Steve Jobs, CEO of Apple, wrote a long open letter explaining the history of DRM (Digital Rights Management) and why Apple's iTunes store must sell DRM protected music that only plays on your iPod. Jobs basically blames the record labels and asks European consumers who are frustrated by the iTunes lock-in to direct their anger at them. Read/Write Web disagrees and says there is more Apple can do.
Jobs says that 97% of the music on iPods and other music players is NOT protected by DRM, so the record labels should give up the fight and sell their music without DRM protection. Nice try Steve, but that isn't going to happen.
The real problem for the record labels is that they don't have an effective DRM solution for music sold on CDs. Once the CD is purchased it can be "ripped" into an MP3 type file and easily copied by anyone over the Internet.
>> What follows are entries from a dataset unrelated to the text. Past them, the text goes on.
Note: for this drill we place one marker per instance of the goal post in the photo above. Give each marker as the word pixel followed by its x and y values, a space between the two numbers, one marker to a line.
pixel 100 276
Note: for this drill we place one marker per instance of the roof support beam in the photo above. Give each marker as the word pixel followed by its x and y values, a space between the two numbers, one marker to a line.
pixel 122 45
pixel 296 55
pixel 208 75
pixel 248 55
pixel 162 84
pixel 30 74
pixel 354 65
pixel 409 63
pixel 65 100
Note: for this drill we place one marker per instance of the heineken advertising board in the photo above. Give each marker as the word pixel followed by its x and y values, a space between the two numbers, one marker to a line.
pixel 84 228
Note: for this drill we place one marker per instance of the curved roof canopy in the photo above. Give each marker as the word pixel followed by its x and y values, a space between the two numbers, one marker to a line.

The rumor is that Apple is facing anti-trust action from several European countries concerned about the iTunes to iPod lock-in. Apple is in a difficult position and is trying to launch a PR campaign and consumer reaction to convince the European countries to back off.
Steve Jobs makes excellent arguments as to why iTunes must be DRM protected to only play on iPod, and that the iPod itself is not closed to open MP3 music from other sources. He points out that Microsoft's Zune and Sony's music player are in the same situation. The music a consumer buys from Microsoft or Sony will only play on their devices.
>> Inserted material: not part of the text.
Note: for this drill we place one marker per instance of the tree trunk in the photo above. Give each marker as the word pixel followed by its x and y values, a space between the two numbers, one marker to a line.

This quote from Steve Jobs explains the situation beautifully;
Today’s most popular iPod holds 1000 songs, and research tells us that the average iPod is nearly full. This means that only 22 out of 1000 songs, or under 3% of the music on the average iPod, is purchased from the iTunes store and protected with a DRM. The remaining 97% of the music is unprotected and playable on any player that can play the open formats. Its hard to believe that just 3% of the music on the average iPod is enough to lock users into buying only iPods in the future. And since 97% of the music on the average iPod was not purchased from the iTunes store, iPod users are clearly not locked into the iTunes store to acquire their music.
Jobs closes by saying Apple would wholeheartedly embrace a DRM free world.
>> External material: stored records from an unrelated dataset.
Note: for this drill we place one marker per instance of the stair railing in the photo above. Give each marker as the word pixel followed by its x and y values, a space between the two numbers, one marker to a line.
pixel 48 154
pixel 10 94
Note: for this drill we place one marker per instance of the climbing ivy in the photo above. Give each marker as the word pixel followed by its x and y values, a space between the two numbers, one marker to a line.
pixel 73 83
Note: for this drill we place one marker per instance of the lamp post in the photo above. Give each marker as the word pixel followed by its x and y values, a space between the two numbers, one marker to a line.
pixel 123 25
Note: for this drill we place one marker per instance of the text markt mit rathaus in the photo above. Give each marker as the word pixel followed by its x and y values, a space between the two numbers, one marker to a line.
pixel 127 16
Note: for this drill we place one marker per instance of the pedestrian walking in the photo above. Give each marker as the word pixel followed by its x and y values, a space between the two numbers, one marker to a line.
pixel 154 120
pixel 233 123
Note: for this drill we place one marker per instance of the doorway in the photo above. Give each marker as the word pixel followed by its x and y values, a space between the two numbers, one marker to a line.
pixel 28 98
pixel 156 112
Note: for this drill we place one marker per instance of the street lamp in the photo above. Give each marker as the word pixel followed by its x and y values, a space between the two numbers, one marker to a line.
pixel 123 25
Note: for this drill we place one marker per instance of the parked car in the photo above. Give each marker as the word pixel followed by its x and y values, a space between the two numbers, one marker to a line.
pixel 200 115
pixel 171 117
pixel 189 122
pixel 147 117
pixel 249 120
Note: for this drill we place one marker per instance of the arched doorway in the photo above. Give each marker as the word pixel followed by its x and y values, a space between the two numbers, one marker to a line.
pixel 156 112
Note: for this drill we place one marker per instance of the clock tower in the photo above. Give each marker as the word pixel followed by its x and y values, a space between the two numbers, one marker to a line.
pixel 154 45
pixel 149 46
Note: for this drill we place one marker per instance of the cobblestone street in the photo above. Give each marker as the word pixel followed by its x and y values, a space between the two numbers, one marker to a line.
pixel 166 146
Much of the concern over DRM systems has arisen in European countries. Perhaps those unhappy with the current situation should redirect their energies towards persuading the music companies to sell their music DRM-free. For Europeans, two and a half of the big four music companies are located right in their backyard. The largest, Universal, is 100% owned by Vivendi, a French company. EMI is a British company, and Sony BMG is 50% owned by Bertelsmann, a German company. Convincing them to license their music to Apple and others DRM-free will create a truly interoperable music marketplace. Apple will embrace this wholeheartedly.
For what its worth, I think Steve Jobs is absolutely right. Bill Gates agrees that DRM is broken, in fact he has been saying this for a long time. This is a bold statement on Steve Jobs part because, on the one hand Apple benefits greatly from the iTunes to iPod lock-in, selling more than 2 billion songs for use exclusively on the iPod. On the other hand, Apple is being threatened by European anti-trust agencies to open up the iTunes / iPod lock-in or be banned from selling in those countries.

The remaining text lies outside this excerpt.